Willa tilted his head and gradually poured the blueish mixture into his mouth, wondering all the while if saving him from that Mandroga Flower had really been such a good idea.

-

Slythe grinned - a sight not for the faint of heart - as the Thunderbrats were lashed tightly to posts Monkian and Jackalman had hammered into the hard-packed floor of the desert earlier. The thundrainium field generator had been a stroke of genius, the fact that it worked a matter of sheer luck, and had performed admirably. Two of the cats were theirs, and the others would soon share that fate.
Afterward... well... who said they had to turn them over to Mumm-Ra? Killing them would be by far safer than keeping them as prisoners. Yes, best to get rid of them once and for all.
"Mmmmm... MmmmMPH!"
"Well said, Kitten hoo-HOO!" Monkian said as he strapped the packages of explosive around their chests.
"Wishing you had these, yesss?" Slythe said as he held their belts out toward them. Their slitted eyes glared daggers at him. "Fat lot of good they'll do you now!"
"It's ready," Vultureman said as he finished burying the device beneath some loose sand. "Once they try a rescue, they'll be helpless!"
"You just keep comfy," Jackalman teased, "and wait for the ThunderCats to meet their doom!"
"Let'sss get out of here, yess? The catsss will be here any minute! And the ssun is drying my ssskin!"
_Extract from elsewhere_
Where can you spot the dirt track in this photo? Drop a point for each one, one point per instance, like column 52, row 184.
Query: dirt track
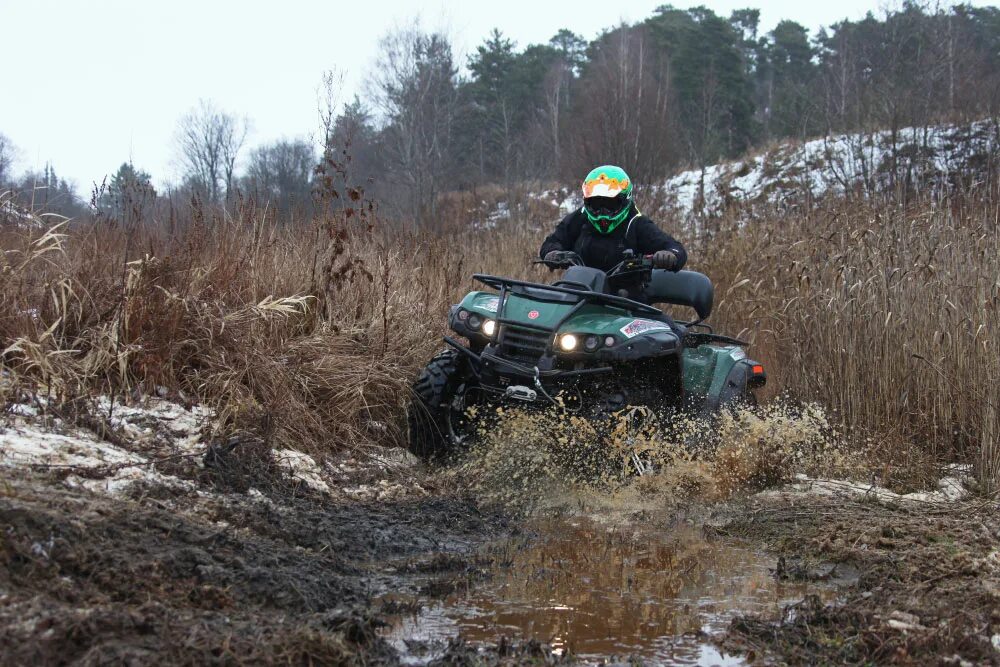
column 228, row 579
column 238, row 561
column 928, row 591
WilyKit fought past the constant pain in her shoulders from having her arms tied so closely together. She had to get free, she just had to! Whatever that weird Mutant machine was, it generated pure thundrainium. The others wouldn't have a chance!
"MMMMMMMM!"
The ropes refused to budge even an inch, merely digging tighter into her skin with each second spent struggling. If nothing else, those Mutants knew how to tie knots!
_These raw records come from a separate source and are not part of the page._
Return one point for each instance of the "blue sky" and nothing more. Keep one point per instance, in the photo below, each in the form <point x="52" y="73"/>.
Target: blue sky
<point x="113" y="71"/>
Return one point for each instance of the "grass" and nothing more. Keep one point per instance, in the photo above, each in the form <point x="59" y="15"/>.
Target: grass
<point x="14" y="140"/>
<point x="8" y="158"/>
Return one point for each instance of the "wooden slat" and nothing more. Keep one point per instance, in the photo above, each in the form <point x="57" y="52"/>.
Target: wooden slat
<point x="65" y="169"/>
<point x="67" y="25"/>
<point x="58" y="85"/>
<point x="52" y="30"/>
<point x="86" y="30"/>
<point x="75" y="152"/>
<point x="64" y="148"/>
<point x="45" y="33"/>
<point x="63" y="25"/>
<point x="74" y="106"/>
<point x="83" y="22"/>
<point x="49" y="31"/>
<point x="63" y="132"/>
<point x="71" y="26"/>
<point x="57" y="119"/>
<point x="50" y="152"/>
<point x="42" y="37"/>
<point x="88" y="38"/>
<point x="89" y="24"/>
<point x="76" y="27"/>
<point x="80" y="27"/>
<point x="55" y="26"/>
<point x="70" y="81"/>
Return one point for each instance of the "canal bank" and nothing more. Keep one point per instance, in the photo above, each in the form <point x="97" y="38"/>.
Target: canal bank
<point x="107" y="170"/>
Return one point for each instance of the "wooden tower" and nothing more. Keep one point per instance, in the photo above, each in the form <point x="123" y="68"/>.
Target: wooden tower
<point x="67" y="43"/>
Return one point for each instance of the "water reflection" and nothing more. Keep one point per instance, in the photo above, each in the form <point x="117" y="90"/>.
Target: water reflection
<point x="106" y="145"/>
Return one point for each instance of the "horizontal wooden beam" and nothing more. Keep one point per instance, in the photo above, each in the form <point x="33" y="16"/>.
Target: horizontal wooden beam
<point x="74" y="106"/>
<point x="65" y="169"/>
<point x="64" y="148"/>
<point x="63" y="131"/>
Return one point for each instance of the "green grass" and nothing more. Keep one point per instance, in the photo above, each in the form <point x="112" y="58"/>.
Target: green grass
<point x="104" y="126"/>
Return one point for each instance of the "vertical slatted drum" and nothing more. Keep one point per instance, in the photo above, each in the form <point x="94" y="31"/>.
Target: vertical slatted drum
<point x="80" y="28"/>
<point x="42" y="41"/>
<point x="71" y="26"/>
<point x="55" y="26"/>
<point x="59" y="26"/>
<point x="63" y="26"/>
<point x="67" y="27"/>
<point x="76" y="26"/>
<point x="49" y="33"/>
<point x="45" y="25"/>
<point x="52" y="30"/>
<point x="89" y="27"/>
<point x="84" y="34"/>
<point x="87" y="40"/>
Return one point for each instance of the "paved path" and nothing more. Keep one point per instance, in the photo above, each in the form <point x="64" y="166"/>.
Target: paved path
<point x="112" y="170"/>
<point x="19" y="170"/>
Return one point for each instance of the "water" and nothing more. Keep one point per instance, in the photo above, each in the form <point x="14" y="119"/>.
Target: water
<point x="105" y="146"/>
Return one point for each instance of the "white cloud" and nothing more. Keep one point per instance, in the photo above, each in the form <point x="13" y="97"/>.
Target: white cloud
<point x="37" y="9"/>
She glanced over at her brother and was dismayed to find that he was having as little luck against his bonds as she was against hers. They were trapped. Completey and hopelessly trapped.
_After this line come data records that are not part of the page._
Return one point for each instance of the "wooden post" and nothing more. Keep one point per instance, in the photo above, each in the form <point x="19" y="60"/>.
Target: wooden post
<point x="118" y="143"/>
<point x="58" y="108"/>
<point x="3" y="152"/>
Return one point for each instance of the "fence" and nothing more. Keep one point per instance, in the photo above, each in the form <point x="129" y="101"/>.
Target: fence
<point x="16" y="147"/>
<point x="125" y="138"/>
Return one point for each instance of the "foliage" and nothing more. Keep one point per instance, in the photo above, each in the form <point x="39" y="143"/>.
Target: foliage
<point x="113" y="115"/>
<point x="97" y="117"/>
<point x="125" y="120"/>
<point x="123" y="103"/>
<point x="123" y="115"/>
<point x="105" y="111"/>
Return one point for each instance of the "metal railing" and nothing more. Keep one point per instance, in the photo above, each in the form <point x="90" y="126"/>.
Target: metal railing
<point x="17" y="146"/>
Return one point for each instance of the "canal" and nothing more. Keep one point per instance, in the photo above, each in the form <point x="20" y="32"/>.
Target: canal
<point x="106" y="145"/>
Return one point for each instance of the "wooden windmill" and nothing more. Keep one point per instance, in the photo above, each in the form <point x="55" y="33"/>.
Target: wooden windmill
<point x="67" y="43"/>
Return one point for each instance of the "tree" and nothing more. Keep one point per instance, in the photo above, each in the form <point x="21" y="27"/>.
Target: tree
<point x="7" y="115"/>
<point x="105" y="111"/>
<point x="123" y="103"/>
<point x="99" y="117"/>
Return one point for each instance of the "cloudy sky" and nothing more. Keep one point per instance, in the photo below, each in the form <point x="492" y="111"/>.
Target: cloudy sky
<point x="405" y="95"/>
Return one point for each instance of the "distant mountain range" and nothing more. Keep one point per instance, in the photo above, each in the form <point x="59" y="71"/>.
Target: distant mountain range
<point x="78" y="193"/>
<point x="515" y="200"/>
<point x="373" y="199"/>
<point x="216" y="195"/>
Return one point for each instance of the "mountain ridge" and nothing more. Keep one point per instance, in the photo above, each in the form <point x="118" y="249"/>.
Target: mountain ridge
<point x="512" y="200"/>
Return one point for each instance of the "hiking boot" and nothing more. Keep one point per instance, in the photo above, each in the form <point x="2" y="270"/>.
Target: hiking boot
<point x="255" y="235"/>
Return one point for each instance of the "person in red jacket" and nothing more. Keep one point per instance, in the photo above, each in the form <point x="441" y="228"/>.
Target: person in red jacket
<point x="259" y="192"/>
Kit looked nervously down to the heavy grey box, secured on her torso by four thick straps that ran around behind the pole. A single yellow light began to blink on and off atop the strange device.
BOMB! she cried silently. She renewed her struggles, screaming into the damp cloth between her teeth all along until her strength fled her again. That thundrainium machine had been switched on, she realized.
Wilykit looked again at her brother, and they both exchanged terrified stares.